5. Role-model the desired health and safety-related behaviors. One of the worst mistakes people in leadership positions in an organization can make is to tell employees (either verbally or through their actions), "Do as I say, not as I do." Nothing speaks more loudly to employees than the examples of supervisors, managers, and executives--both good and bad. Consequently, it is critical that people in positions of authority in organizations set consistently positive examples relating to healthy and safe behavior.
6. Orient personnel to the organization's health and safety-related expectations. The orientation provided for new employees gives organizations an excellent opportunity to get them started on the right foot. Remember, the orientation is the best time for an organization to make a good first impression on new employees--an impression that conveys the right message about health and safety-related matters. Consequently, the organization's health and safety professionals should be given a major role in conducting orientations for new employees.
7. Mentor personnel concerning health and safety. Once new personnel have completed their orientation, it is important to assign them a mentor who can help them understand, absorb, and internalize the organization's cultural imperatives (one of the most important of which is working in a healthy and safe manner).

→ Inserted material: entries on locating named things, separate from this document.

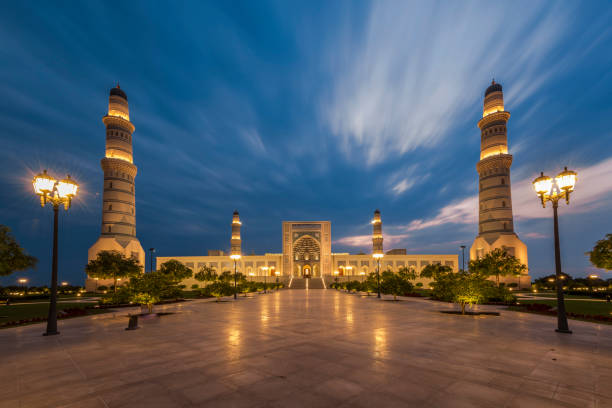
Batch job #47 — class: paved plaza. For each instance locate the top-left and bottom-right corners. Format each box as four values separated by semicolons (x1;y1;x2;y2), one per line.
0;290;612;408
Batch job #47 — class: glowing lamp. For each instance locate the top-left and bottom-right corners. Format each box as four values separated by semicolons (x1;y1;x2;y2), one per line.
533;172;552;196
57;174;79;200
555;166;577;191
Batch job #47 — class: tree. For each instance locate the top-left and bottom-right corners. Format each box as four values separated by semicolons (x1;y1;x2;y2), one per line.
206;280;234;302
419;264;453;280
453;272;487;314
587;234;612;271
380;270;412;300
129;271;175;313
193;265;217;282
469;248;527;286
0;225;38;276
159;259;193;283
397;266;416;281
85;251;142;292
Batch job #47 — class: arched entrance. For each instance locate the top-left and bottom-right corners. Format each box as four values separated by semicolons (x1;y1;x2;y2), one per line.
293;235;321;278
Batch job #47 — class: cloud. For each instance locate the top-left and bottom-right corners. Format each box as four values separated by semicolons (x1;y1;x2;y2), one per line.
403;157;612;231
321;2;570;166
241;128;266;153
333;233;410;248
521;232;548;239
392;178;414;195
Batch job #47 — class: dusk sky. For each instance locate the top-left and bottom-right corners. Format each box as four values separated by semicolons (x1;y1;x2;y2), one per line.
0;0;612;285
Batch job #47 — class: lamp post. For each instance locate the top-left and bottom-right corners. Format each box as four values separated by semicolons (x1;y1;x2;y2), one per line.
32;170;79;336
261;266;269;293
230;255;240;299
17;278;28;296
373;254;384;299
344;265;353;282
533;167;577;333
149;248;155;272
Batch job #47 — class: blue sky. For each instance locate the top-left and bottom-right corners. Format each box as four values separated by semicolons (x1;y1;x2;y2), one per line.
0;1;612;284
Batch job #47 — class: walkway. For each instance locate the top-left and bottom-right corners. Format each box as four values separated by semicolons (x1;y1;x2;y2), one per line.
0;289;612;408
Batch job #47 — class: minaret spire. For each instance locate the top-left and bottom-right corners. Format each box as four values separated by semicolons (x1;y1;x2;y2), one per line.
470;79;529;284
86;82;144;290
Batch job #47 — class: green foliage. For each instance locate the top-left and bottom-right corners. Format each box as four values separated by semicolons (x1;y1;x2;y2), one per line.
206;280;234;301
0;225;38;276
380;271;413;300
101;286;132;305
159;259;193;283
469;248;527;286
586;234;612;271
128;271;173;312
452;272;488;314
132;292;159;313
420;264;453;280
397;266;417;281
85;251;142;292
218;271;234;282
194;265;217;282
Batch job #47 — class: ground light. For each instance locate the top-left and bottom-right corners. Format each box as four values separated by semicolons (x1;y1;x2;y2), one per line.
32;170;79;336
533;167;576;333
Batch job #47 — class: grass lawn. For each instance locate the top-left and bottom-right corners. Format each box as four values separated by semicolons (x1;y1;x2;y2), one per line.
525;292;601;300
519;299;612;316
0;302;97;323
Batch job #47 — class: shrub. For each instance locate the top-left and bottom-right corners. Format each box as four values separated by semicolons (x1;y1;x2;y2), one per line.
206;280;234;301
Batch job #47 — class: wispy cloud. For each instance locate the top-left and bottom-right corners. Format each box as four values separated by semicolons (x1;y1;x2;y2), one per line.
521;232;548;239
333;234;410;249
404;157;612;231
321;2;569;164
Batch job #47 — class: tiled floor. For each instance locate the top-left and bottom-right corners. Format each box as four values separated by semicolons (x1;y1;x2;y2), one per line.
0;290;612;408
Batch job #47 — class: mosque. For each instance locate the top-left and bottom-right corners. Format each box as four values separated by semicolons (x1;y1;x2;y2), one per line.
86;81;531;290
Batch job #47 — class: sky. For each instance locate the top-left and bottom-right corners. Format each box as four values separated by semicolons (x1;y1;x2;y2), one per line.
0;0;612;285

Personnel assigned as mentors to new employees should be carefully vetted. They should be walking, talking examples of what the organization expects--especially as these expectations relate to health and safety.
8. Train personnel in the healthy and safe ways to work. There are two fundamental principles of good management that apply when trying to establish a safety-friendly corporate culture. The first is that organizations should never expect employees to do anything they have not been trained to do. The second is that organizations should never assume that employees have had the necessary training. If organizations want employees to work in ways that are healthy and safe, they must teach them how. Training relating to health and safety should be frequent and ongoing.
9. Monitor and evaluate the work habits of employees. An important principle of supervision is this one: You get the behavior you accept. Supervisors who allow their direct reports to get away with unhealthy and unsafe work behaviors are silently saying, "Your bad habits are acceptable to me." Letting unsafe work habits go unchallenged and uncorrected is the same as approving them. Consequently, it is critical that supervisors carefully monitor the work habits of their direct reports and correct all unsafe behavior immediately.
10. Reinforce and maintain the safety-friendly corporate culture. Just as employees should never stop working safely, no matter how good their team's safety record is, organizations should never stop doing what is necessary to maintain a safety-friendly corporate culture. Such a culture is not a goal an organization achieves and then moves on to other things. It is a dynamic state of being that must be reinforced constantly, or it will be lost. What follows are several strategies organizations can use to reinforce and maintain their safety-friendly corporate culture once it has been established:
• Reward healthy and safe work behaviors by making them important factors when promoting personnel.
• Reward healthy and safe work behaviors by making them important factors when making decisions about wage/salary increases.
• Reward healthy and safe work behaviors by making them important factors when making decisions about performance incentives.
• Recognize healthy and safe work behaviors by making them part of the criteria for selecting employees for monthly, quarterly, and annual performance awards.
• Encourage supervisors to verbally and publicly acknowledge, on a just-in-time basis (right when it is happening), employees who do their jobs safely.
By systematically applying the 10 steps presented in this article on an ongoing basis, organizations can establish and maintain a safety-friendly corporate culture that will contribute greatly to making them more competitive in the global marketplace.